One major benefit of using propane is its shelf life. While gasoline can be stored for a short period of time, propane can be stored for up to 30 years. This means that you don’t need to spend as much money buying stabilizers to maintain the fuel. Additionally, propane is widely available at gas stations and home centers. You can also find it in outdoor stores, BBQ stores, and gas stations. Propane is the better option if you live in an area where there is little or no electricity.
Protection from corrosion
Portable generators should be protected from corrosion by using protective film. This film prevents the metal from becoming damaged by dust, moisture, and pollutants. To use a protective film, the enclosure should be airtight. It should also contain a desiccant or sorbent tailored to the metal. If these measures aren’t enough, a conservator can advise you on the best solution. The final step is to properly store the generator indoors or under cover in a cool, dry place.
If you’re leaving your portable generator outdoors, be sure to consider how it will fare over time. Metals are sensitive to pollutants and RH, so a multilevel preservation approach is essential. Enhanced protection measures such as pollutant filtration can help moderate RH, and localized climate control systems can protect more vulnerable metal objects. The multi-level approach is ideal for the best long-term results.

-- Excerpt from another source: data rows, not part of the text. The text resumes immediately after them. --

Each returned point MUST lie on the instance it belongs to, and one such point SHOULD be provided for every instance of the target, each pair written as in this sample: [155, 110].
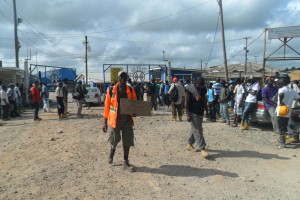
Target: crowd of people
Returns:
[13, 99]
[211, 99]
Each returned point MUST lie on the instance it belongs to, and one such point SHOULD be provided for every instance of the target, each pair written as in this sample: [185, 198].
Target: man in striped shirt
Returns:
[217, 87]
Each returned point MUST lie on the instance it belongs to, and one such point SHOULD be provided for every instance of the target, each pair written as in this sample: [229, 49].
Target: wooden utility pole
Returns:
[86, 71]
[246, 53]
[223, 40]
[16, 34]
[264, 59]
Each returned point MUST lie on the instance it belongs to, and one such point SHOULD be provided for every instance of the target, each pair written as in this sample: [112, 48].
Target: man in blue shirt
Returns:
[268, 94]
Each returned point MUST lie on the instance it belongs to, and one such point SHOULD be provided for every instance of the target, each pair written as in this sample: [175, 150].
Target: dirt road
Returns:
[67, 159]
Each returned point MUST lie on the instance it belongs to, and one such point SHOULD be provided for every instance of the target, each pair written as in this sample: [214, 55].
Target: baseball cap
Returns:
[175, 79]
[122, 73]
[283, 110]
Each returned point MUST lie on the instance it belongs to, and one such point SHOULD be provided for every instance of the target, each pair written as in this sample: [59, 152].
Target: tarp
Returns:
[58, 74]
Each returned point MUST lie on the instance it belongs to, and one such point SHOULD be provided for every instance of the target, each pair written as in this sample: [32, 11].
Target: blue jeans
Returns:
[212, 110]
[36, 106]
[224, 111]
[273, 119]
[248, 108]
[196, 134]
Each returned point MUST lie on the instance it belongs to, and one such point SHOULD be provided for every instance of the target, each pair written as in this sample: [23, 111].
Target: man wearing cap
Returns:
[268, 94]
[36, 100]
[12, 100]
[81, 90]
[251, 88]
[177, 106]
[119, 122]
[4, 103]
[286, 96]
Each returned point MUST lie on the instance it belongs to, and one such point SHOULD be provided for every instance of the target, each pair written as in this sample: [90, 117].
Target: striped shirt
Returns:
[217, 87]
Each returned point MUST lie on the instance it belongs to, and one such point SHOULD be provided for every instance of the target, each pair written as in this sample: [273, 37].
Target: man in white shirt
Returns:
[286, 96]
[4, 103]
[238, 101]
[177, 105]
[251, 89]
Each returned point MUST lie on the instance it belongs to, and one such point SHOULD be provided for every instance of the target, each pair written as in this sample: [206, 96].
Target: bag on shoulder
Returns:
[76, 95]
[174, 96]
[84, 91]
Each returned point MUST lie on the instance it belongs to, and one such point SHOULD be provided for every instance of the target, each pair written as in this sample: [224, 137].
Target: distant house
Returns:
[238, 70]
[11, 75]
[57, 74]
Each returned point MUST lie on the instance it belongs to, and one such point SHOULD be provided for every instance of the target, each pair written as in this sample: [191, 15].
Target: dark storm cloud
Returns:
[139, 31]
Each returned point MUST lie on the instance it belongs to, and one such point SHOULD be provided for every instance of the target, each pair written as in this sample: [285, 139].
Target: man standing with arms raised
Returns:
[117, 121]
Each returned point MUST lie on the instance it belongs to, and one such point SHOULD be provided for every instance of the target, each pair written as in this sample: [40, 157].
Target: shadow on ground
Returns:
[246, 154]
[185, 171]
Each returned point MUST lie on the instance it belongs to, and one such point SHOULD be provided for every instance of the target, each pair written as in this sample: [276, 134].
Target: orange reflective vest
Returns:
[111, 104]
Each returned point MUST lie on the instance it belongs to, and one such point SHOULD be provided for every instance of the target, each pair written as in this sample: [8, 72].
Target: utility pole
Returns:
[86, 72]
[246, 52]
[16, 34]
[223, 40]
[255, 59]
[201, 64]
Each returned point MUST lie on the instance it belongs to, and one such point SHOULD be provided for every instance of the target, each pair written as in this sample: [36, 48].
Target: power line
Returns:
[212, 46]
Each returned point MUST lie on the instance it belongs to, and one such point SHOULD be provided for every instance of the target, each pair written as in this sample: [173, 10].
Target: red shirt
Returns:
[36, 95]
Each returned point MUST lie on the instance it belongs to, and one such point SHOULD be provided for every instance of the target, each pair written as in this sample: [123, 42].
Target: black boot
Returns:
[281, 141]
[111, 155]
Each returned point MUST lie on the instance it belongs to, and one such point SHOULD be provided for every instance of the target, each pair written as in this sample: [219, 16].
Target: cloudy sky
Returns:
[135, 31]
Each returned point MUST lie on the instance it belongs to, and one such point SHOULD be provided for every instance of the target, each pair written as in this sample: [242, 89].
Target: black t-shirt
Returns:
[197, 107]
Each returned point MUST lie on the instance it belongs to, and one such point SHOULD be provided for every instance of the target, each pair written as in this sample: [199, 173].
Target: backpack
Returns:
[174, 96]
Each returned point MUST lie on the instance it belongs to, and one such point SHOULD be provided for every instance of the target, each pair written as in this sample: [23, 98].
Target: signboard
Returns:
[140, 108]
[114, 73]
[284, 32]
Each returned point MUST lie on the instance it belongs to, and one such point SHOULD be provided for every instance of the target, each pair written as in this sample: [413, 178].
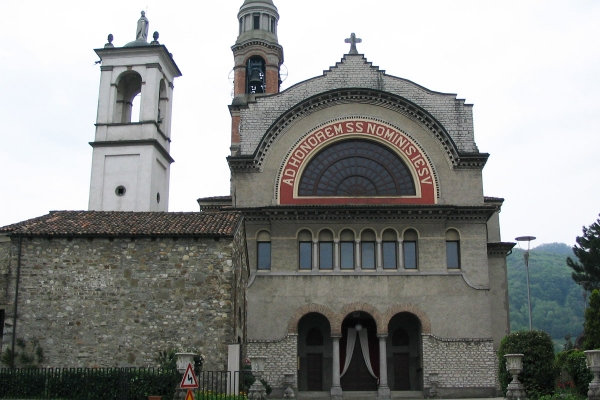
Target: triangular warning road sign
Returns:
[190, 395]
[189, 380]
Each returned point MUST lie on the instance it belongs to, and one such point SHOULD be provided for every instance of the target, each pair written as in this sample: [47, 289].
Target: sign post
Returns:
[189, 382]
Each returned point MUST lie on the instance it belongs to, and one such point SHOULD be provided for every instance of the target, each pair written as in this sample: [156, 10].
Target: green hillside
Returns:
[556, 301]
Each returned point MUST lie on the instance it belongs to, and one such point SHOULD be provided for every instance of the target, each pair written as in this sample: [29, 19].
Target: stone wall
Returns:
[281, 358]
[460, 363]
[119, 301]
[4, 301]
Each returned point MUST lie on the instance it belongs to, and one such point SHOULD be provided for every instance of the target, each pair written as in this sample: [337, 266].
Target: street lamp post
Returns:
[527, 239]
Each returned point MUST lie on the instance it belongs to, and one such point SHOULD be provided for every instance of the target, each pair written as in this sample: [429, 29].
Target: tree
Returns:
[592, 323]
[586, 266]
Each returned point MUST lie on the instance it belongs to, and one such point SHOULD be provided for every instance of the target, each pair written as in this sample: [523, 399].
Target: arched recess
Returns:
[163, 99]
[310, 308]
[358, 307]
[315, 351]
[404, 352]
[359, 352]
[408, 308]
[128, 85]
[363, 96]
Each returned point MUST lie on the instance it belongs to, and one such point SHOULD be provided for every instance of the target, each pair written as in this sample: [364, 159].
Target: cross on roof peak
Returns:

When using a portable generator outside, it is important to be aware of the hazards of carbon monoxide (CO). This substance is produced anywhere combustion occurs, including on generators. A malfunctioning generator can also produce higher levels of this poisonous gas. Its symptoms can be similar to those of several other illnesses. If you do not take the proper precautions when using a generator, it may cause severe burns or even death.
To prevent this, you should make sure the generator is secure and does not move around. To prevent this, you can secure the wheels by placing wedges under the tires. The generator should be placed away from pathways, as any accidental bump could cause it to tip over. To prevent this, you should also keep it on a level surface and do not place it on the ground. If you cannot do this, consider buying a Gen Tent.
A portable generator enclosure can be placed outside for several reasons. Some generators can run for long periods of time on grassy surfaces, while others need to remain inside. Ideally, generator enclosures should be installed on concrete, gravel, or patio blocks. Concrete slabs can be reinforced with steel rebar, and patio blocks can provide additional stability. You should also take into consideration the climate in your area, as moisture and extreme temperatures can damage your generator.
When placing a portable generator outside, it is important to keep it out of reach of children and pets. The carbon monoxide that is released by generators is more than 1500 times higher than that produced by modern vehicle engines. This gas is especially dangerous because it can suffocate a person sitting near it, making it a safety hazard. Additionally, CO gas can also choke a generator engine. Battery operated CO detectors are available to help protect against this hazard.